As countries develop their birth rates decline. Researchers who conducted a study in Bangladesh say their findings show that during such a fertility transition, women who have access to good family planning have fewer abortions. Researchers say the findings support the argument for more funding for family planning services, a contentious issue in the United States.

Population experts have found that when a country's fertility rate declines, the use of both contraception and abortion goes up. But demographer Mizanur Rahman wonders why abortions should increase when contraception does, too. "This seems to be a kind of puzzle, because more and more women are using contraceptives to avoid unintended pregnancies," he says.

Mr. Rahman is with the Boston family planning support organization Pathfinder International. To learn why women make certain reproductive choices, he led a study in Bangladesh with the U.S. policy research firm The Rand Cooperation and the Dhaka office of the International Center for Diarrheal Disease Research.

They compared two areas in Bangladesh's rural Matlab region, one with high-quality family planning services, the other with poorer quality services. They found that women do not randomly choose between contraception and abortion.

As Mr. Rahman's team reports in the British journal The Lancet, women will generally avoid abortion if they are counseled on birth control. "We found that in the area where family planning services are better in terms of accessibility and quality, abortion didn't increase," he says. "It has remained more or less similar [at] 2.1-2.2 percent. On the other hand, in the comparison area, the abortion rate has increased from 2.2-6 percent."

Mr.

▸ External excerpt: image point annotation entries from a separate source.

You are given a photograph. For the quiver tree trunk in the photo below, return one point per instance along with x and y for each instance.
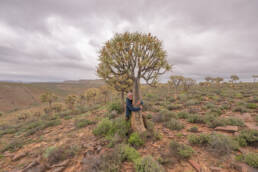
(137, 119)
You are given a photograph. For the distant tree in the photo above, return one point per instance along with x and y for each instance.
(49, 98)
(136, 56)
(234, 78)
(218, 80)
(188, 83)
(175, 81)
(91, 94)
(70, 101)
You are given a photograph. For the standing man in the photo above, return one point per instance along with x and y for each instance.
(129, 105)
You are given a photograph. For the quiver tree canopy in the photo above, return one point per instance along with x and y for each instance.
(133, 56)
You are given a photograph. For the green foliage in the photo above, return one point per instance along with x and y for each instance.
(181, 151)
(251, 159)
(135, 140)
(174, 107)
(248, 137)
(148, 164)
(128, 153)
(251, 106)
(115, 106)
(195, 118)
(193, 129)
(103, 127)
(183, 115)
(174, 124)
(201, 139)
(80, 123)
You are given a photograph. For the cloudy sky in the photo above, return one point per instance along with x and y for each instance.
(55, 40)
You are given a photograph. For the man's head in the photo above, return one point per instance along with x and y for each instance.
(130, 95)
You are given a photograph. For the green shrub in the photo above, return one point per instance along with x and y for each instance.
(148, 164)
(174, 124)
(135, 140)
(248, 137)
(80, 123)
(251, 159)
(221, 144)
(193, 129)
(103, 127)
(251, 106)
(234, 121)
(174, 107)
(202, 139)
(128, 153)
(195, 118)
(115, 106)
(181, 151)
(182, 115)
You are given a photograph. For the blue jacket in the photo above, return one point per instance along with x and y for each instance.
(130, 108)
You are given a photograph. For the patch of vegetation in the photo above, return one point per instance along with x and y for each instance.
(183, 115)
(148, 164)
(174, 107)
(195, 118)
(163, 116)
(248, 137)
(193, 129)
(217, 143)
(115, 106)
(135, 140)
(174, 124)
(251, 106)
(181, 151)
(251, 159)
(80, 123)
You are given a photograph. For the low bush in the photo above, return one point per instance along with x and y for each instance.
(148, 164)
(251, 106)
(174, 107)
(115, 106)
(181, 151)
(193, 129)
(174, 124)
(80, 123)
(135, 140)
(251, 159)
(183, 115)
(248, 137)
(195, 118)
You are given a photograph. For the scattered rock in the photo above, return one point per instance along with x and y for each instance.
(228, 128)
(58, 169)
(19, 156)
(61, 164)
(215, 169)
(195, 165)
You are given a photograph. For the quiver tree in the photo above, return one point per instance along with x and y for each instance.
(136, 56)
(175, 82)
(70, 101)
(49, 98)
(91, 94)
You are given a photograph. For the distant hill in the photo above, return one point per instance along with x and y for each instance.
(14, 96)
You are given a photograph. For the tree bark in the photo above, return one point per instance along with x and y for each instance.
(123, 100)
(136, 119)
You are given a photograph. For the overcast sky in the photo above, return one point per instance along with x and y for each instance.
(55, 40)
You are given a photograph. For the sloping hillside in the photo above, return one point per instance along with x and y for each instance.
(14, 96)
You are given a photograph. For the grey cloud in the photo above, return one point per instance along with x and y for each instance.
(216, 38)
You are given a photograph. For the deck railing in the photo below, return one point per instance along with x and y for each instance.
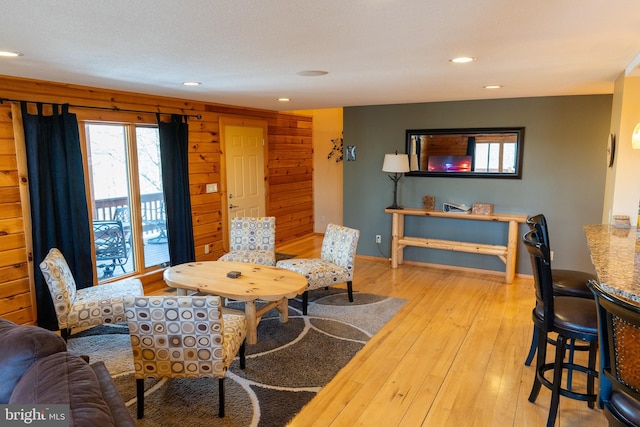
(152, 205)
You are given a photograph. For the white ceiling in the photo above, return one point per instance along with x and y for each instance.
(247, 52)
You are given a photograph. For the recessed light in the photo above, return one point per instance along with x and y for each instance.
(312, 73)
(9, 53)
(462, 59)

Rahman says there is less reliance on abortion where family planning advice is good, because fewer unintended pregnancies occur. "I'm not surprised, but the apparent increase in abortion in various countries led some policy planners to believe that investment in family planning might lead to an increase in abortion," he says. "So we actually wanted to answer that question."

Mr. Rahman and other experts say millions of women around the world lack access to reproductive counseling and birth control. They advocate more investment in family planning to help reduce reliance on abortion, which is dangerous if performed improperly.

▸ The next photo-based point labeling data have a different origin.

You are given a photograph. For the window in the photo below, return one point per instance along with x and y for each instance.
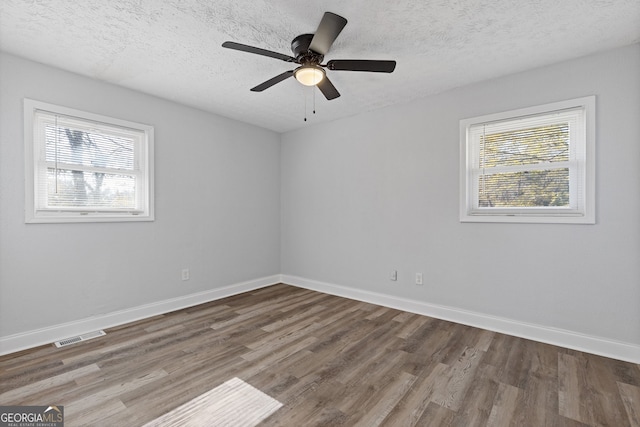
(83, 167)
(531, 165)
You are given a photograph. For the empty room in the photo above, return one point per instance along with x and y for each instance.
(285, 213)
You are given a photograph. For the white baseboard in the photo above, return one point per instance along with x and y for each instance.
(564, 338)
(30, 339)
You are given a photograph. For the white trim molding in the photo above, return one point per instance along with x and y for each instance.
(34, 338)
(627, 352)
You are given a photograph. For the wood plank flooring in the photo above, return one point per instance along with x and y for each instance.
(330, 361)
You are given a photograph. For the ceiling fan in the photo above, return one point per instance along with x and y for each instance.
(309, 51)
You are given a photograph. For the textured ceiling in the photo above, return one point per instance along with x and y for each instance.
(172, 48)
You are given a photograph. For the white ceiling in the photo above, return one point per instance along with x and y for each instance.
(172, 48)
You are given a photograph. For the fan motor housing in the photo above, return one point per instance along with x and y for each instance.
(300, 49)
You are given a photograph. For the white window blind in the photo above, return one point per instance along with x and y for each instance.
(527, 167)
(87, 167)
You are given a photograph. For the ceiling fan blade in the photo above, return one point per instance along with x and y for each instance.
(271, 82)
(327, 32)
(362, 65)
(250, 49)
(328, 89)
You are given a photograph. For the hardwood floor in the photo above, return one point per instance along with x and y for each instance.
(330, 361)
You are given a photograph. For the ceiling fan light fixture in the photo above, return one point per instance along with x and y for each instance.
(309, 75)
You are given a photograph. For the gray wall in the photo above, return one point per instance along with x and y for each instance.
(342, 203)
(380, 191)
(217, 209)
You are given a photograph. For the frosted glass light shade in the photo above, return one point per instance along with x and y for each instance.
(309, 76)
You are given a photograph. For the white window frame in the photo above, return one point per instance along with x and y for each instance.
(35, 212)
(581, 166)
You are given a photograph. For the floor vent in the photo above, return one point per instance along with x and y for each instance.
(89, 335)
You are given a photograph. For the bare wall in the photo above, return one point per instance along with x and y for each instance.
(379, 191)
(216, 202)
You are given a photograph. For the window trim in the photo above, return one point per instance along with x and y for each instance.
(70, 215)
(585, 169)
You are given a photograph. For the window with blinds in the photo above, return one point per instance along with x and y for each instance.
(532, 165)
(84, 167)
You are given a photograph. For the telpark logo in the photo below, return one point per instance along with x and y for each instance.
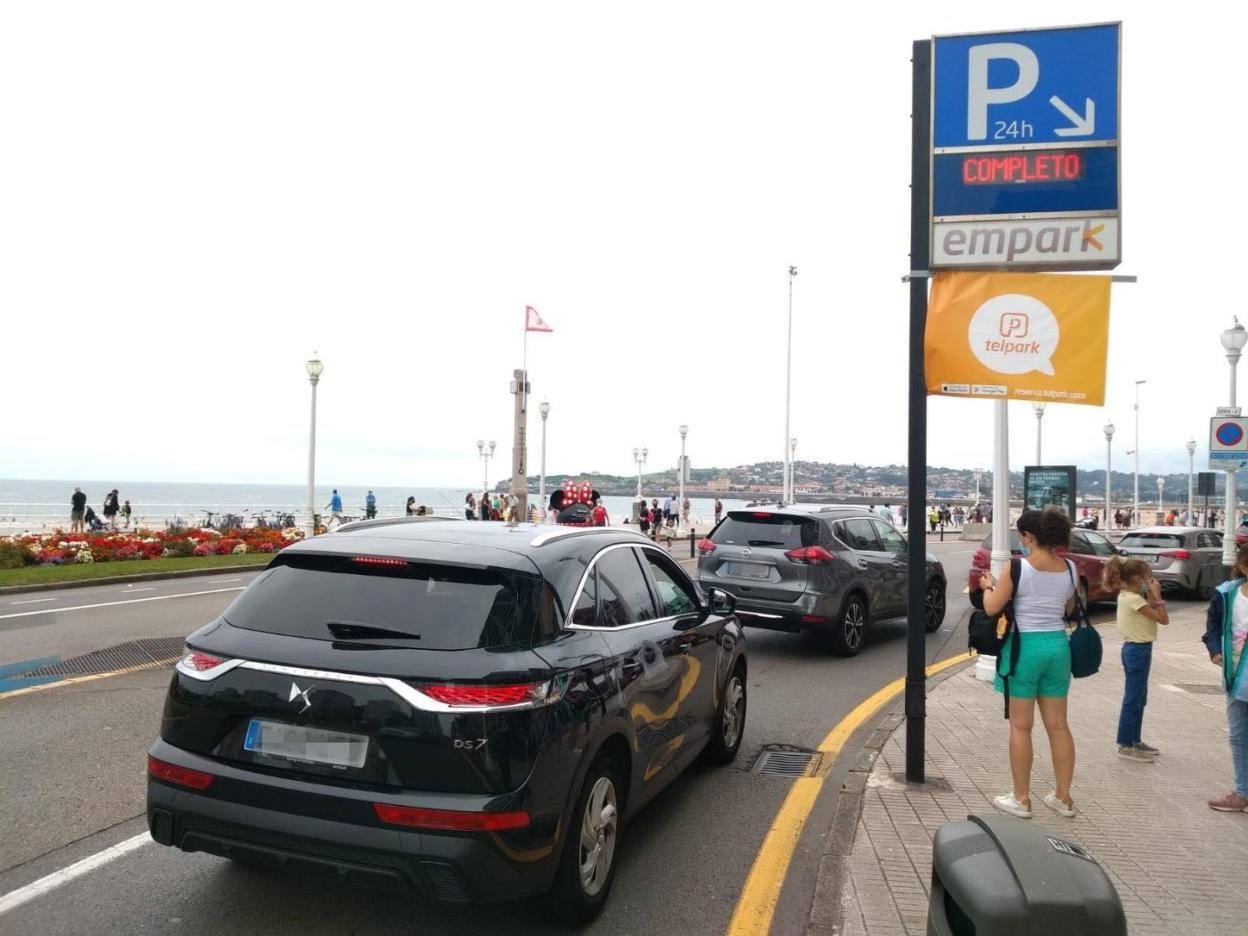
(1083, 242)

"Family planning is a remarkably inexpensive public health intervention, says Margaret Greene of the Washington non-governmental organization Population Action International. She says family planning has other advantages. "It contributes to reducing all kinds of health problems, in addition to maternal mortality rates," she says.

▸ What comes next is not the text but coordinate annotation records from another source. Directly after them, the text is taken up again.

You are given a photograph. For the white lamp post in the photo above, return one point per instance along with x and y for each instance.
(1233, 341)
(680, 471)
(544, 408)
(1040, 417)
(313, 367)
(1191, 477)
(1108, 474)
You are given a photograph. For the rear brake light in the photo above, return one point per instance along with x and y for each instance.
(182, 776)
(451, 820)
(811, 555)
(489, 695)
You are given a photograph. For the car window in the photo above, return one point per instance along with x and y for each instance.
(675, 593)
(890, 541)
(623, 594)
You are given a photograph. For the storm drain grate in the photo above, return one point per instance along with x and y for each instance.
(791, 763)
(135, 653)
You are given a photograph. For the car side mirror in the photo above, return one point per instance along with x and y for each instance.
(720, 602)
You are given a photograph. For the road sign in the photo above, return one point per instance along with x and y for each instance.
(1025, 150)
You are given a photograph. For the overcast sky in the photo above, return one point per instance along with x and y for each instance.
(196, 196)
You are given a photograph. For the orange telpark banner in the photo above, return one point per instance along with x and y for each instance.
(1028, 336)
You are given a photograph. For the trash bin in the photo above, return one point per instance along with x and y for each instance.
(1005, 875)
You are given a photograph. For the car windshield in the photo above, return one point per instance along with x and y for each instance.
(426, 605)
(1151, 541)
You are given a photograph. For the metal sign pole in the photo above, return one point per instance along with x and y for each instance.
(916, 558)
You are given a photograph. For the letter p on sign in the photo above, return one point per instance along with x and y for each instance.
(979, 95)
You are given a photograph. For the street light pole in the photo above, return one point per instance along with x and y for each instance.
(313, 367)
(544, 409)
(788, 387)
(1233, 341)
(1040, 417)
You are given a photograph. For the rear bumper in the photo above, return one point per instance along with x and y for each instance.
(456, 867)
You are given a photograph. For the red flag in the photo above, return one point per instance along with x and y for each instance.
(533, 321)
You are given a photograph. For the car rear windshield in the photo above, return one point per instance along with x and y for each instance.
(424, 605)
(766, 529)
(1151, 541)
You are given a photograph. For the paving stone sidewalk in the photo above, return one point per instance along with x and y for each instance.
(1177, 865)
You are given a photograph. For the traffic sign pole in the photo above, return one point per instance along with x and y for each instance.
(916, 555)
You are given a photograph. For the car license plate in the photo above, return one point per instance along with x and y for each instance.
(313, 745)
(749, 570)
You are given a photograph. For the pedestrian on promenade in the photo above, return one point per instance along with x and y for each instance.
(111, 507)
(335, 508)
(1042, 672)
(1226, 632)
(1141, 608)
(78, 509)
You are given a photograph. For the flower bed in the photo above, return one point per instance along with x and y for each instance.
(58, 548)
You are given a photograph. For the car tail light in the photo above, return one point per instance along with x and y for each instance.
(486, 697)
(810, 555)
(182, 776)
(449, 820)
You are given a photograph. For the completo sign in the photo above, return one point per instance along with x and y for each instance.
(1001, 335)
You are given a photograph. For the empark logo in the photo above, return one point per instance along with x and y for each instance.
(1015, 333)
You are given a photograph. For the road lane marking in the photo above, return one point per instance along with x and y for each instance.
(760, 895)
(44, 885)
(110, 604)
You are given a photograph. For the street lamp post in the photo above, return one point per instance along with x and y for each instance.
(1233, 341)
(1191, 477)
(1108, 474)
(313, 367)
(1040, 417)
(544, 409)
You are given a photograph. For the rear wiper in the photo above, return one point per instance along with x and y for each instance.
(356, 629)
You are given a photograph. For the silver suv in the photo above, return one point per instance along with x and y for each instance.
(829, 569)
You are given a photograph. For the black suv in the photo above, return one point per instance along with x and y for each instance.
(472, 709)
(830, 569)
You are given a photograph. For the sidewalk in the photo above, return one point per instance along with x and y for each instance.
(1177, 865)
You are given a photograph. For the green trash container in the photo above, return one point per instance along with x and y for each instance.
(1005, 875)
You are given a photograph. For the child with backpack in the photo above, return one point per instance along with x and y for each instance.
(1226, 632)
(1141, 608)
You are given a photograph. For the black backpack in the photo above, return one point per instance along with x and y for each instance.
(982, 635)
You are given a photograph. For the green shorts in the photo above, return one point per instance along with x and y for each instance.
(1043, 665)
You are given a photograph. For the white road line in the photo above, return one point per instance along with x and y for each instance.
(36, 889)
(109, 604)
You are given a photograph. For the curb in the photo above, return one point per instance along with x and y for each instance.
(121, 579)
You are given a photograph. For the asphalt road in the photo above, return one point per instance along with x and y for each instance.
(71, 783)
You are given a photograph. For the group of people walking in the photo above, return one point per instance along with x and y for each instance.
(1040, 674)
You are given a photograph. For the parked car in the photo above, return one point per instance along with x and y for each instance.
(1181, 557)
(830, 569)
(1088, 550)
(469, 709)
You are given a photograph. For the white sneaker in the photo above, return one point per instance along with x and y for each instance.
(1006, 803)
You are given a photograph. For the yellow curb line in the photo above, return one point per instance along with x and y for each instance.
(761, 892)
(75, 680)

But Ms. Greene says the U.S. commitment to family planning is less than what it promised under the Clinton administration at the 1994 United Nations Conference on Population and Development in Cairo.

Early this year, President Bush reinstated a policy dropped by the Clinton administration of withholding U.S. government money for family planning groups that support abortion. Ms. Green argues that boosting U.S. assistance to family planning would be as effective an anti-abortion policy. "One of the problems in the American political scene is the confounding of family planning services with the provision of abortion," she says. "If we are interested in reducing abortion rates around the world, the best thing we can do is to support a broad range of family planning and related reproductive health services."

But some supporters of President Bush's anti-abortion policies think even family planning goes too far. American Life League spokesman Ed Szymkowiak says his organization follows Roman Catholic Church policy in opposing any birth control. "We would like to see all U.S. aid for family planning curtailed," he says. "God is sovereign over life and death, and if we do anything artificial, we are really doing something gravely wrong, because we are taking upon ourself something only God should be guiding."

But given trends in developing countries, the Bangladesh study suggests that doing nothing would encourage more abortion.